The BP‐lowering ability of an ARB is bettered when a diuretic is coadministered, particularly when a salt‐sensitive form of hypertension is present. This pattern of response served as the basis for the development of fixed‐dose combination products, consisting of an ARB and hydrochlorothiazide. The underlying principle for combining these two drug classes is one of renin‐angiotensin axis activation by diuretic‐induced sodium depletion and, in so doing, shifting BP to an angiotensin‐II dependent mode. Even minimally natriuretic doses of hydrochlorothiazide (12.5 mg/d) can boost the BP‐reducing effect of an ARB (Table).

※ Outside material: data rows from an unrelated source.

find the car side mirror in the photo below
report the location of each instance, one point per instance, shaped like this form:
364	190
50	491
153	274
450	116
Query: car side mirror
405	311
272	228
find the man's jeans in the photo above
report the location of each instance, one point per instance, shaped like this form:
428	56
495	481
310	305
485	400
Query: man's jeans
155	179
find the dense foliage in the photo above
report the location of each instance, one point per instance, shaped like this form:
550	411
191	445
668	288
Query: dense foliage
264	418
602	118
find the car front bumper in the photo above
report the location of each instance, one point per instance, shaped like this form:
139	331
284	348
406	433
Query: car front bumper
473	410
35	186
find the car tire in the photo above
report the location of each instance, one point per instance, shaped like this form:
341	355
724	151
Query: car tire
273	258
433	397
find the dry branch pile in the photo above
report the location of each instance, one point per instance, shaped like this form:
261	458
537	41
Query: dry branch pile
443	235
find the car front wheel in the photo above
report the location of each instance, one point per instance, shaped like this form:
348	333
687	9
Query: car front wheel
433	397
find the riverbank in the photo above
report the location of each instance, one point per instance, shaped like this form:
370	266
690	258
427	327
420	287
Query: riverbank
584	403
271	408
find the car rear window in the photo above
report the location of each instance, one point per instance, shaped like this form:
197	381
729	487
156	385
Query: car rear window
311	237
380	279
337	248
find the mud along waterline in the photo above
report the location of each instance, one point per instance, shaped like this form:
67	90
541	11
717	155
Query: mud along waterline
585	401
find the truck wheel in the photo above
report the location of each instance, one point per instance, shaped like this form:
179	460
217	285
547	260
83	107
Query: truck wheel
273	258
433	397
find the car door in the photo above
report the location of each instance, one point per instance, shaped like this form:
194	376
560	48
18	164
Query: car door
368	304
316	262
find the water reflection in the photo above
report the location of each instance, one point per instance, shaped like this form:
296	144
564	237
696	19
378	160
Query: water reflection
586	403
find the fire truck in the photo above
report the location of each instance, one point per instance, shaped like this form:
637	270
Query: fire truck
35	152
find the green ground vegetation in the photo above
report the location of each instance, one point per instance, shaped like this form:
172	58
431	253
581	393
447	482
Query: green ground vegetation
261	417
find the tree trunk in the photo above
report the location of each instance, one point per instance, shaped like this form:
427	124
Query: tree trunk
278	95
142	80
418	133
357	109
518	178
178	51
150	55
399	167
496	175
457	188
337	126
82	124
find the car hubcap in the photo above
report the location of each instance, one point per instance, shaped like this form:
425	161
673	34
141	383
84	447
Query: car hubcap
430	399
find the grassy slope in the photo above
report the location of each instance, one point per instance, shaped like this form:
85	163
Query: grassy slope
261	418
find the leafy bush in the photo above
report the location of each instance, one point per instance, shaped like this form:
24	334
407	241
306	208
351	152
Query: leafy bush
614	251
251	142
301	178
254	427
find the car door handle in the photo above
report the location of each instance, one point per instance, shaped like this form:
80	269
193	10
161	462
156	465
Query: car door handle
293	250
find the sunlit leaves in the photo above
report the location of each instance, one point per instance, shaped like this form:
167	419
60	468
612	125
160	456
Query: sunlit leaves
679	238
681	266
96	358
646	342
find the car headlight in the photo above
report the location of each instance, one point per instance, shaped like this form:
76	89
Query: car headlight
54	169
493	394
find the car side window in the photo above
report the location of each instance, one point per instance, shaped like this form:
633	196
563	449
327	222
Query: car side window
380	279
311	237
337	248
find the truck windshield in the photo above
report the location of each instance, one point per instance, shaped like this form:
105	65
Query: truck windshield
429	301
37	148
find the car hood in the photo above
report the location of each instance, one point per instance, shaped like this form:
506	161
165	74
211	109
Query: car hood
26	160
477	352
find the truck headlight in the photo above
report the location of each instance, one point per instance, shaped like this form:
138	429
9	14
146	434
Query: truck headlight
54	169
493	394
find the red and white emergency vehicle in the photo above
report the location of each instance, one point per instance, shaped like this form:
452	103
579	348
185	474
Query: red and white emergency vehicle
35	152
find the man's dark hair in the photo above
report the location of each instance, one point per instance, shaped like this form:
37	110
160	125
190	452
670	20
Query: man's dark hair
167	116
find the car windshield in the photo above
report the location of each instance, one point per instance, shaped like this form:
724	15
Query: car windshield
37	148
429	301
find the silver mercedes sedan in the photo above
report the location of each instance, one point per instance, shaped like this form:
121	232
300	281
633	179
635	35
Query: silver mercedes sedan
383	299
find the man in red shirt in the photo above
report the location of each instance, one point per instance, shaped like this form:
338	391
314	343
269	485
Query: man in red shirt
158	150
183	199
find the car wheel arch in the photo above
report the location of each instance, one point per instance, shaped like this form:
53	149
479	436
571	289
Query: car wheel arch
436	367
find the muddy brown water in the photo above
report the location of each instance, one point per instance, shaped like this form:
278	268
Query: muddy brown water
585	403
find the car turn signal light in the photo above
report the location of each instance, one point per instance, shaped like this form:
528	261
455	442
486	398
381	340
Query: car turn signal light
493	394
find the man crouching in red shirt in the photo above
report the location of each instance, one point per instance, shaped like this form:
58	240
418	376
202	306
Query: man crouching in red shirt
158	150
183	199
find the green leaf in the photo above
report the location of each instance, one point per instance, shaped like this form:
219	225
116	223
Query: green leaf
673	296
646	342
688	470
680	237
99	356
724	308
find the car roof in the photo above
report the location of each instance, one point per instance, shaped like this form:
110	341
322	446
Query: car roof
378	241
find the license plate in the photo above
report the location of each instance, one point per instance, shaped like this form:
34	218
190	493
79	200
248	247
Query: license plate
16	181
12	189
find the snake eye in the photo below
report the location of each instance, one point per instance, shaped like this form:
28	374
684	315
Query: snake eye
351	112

If the response to the addition of other drug classes to an ACE inhibitor holds true for ARBs, it can be expected that the addition of a β blocker to an ARB would have a minimal additional effect on BP unless a significant decrease in pulse rate occurs with the β blockade. Alternatively, adding a peripheral α antagonist, a calcium channel blocker, or an aldosterone receptor antagonist to an ARB (with or without a diuretic) is likely to lead to a significant additional reduction in BP.

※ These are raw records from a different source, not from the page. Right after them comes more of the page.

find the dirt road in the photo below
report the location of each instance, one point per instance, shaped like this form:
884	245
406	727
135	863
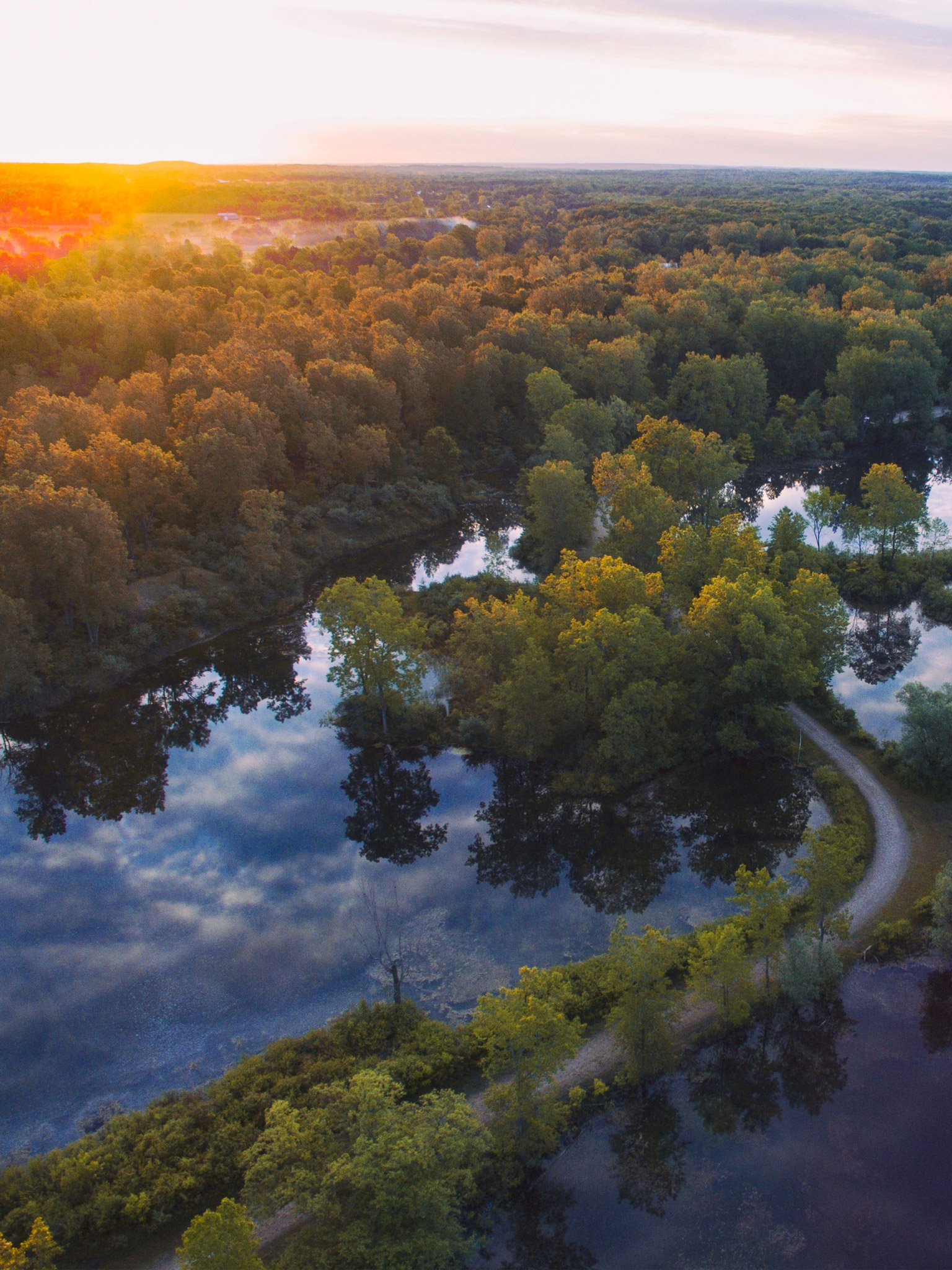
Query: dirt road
892	846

The observation that angiotensin II escape occurs with extended ACE inhibitor therapy provides the theoretic basis for addition of an ARB to an ACE inhibitor. It is presumed that if an incremental reduction in BP occurs with addition of an ARB to an ACE inhibitor that it derives from blocking the effect of angiotensin II generated during this neurohumoral escape. However, the combination of an ARB with an ACE inhibitor does not generally lead to a significant additional reduction in BP. The occasional patient who responds to the combination of these two drug classes may do so based on a more long‐acting compound having been added and/or that the dosing of the drugs being administered is split with an evening dose of one added to a morning dose of the other.

CONCLUSIONS

ARB therapy has an emerging role in the management of hypertension either as monotherapy or in combination with a thiazide‐type diuretic. ARBs are comparable to most other drug classes—including ACE inhibitors—in their ability to reduce BP. Within the ARB class, their appear to be some differences in the relative efficacy of the compounds comprising the class. The greatest difference appears to occur when losartan is being compared with other ARBs, such as candesartan and irbesartan. Other assertions of intraclass differences (derived from head‐to‐head studies) oftentimes represent little more than the nuances of study design. ARBs are mechanistically distinct from ACE inhibitors; therefore, they are not simply an “ACE inhibitor without the potential for cough.” Based on their tolerability and favorable outcomes data, drugs in the ARB class can (and have) actively competed with ACE inhibitors in the hypertension market, notwithstanding their higher cost compared with generic ACE inhibitors.